DETAILED ACTION
This is the initial Office action based on the application filed on January 23, 2025. Claims 1-13 are currently pending and have been considered below.
Claim Rejections - 35 USC § 112
The following is a quotation of 35 U.S.C. 112(b):
(b) CONCLUSION.—The specification shall conclude with one or more claims particularly pointing out and distinctly claiming the subject matter which the inventor or a joint inventor regards as the invention.
The following is a quotation of 35 U.S.C. 112 (pre-AIA ), second paragraph:
The specification shall conclude with one or more claims particularly pointing out and distinctly claiming the subject matter which the applicant regards as his invention.
Claims 1-13 are rejected under 35 U.S.C. 112(b) or 35 U.S.C. 112 (pre-AIA ), second paragraph, as being indefinite for failing to particularly point out and distinctly claim the subject matter which the inventor or a joint inventor (or for applications subject to pre-AIA 35 U.S.C. 112, the applicant), regards as the invention.
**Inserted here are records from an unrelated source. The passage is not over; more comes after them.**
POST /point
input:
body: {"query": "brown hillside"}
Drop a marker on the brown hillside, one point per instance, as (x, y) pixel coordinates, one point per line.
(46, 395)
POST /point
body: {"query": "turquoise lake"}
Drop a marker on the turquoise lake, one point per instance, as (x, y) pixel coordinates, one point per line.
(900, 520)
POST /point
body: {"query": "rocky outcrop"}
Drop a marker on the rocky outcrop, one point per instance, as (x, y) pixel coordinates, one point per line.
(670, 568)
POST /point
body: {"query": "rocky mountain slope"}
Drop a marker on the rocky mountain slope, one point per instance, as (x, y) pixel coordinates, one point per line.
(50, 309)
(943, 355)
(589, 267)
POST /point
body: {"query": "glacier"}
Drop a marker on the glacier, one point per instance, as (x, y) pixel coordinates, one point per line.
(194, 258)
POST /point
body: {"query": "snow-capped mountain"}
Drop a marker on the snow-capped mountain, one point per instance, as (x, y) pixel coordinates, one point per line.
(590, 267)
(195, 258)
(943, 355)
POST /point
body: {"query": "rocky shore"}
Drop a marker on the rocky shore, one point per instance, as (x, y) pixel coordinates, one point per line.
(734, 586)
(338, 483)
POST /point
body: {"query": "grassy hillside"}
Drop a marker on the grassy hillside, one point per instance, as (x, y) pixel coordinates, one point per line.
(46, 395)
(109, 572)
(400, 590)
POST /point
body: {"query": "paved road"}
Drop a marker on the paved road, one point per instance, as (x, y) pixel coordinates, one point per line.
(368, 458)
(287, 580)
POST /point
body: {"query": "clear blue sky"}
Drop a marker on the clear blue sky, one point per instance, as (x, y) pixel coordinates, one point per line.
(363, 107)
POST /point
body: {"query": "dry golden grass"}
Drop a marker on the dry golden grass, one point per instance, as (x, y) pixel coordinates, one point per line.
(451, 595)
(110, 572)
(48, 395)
Claims 1 and 7 state “classify multi-source heterogeneous data to obtain classified data sources, wherein the classified data sources comprise a structured data source, a semi-structured data source, an unstructured data source, and a binary data source.”
The above limitation implies classifying data to obtain classified data sources. That would mean that data is first classified in order to identify the data sources. However, it is unclear where the initial data comes from. Furthermore, it is unclear how classifying data would lead to obtaining data sources.
Claims 1 and 7 further state “perform information configuration of a predetermined configuration rule on the classified data sources to obtain data source information, wherein the predetermined configuration rule comprises a Uniform Resource Locator (URL), a username, a password, a driver.” However, it is unclear what “perform information configuration” means. Does that mean applying configuration rules?
Furthermore, the limitation states “wherein the predetermined configuration rule comprises a Uniform Resource Locator (URL), a username, a password, a driver.” However, it is unclear what a driver in the above context means. A driver is usually something that deals with operating system level operations and not just for retrieving data. Furthermore, because a driver is usually a software program, it is unclear how a particular rule comprises a driver.
Moreover, to further make things unclear, the instant specification at [071] states “The data source information (such as the URL, the username, the password, and the driver) is saved in a system database in the form of a page for the user to fill in.” This language suggests that the term driver is not used in its customary term in the computer arts.
As such, it is difficult to understand the metes and bounds of the claims.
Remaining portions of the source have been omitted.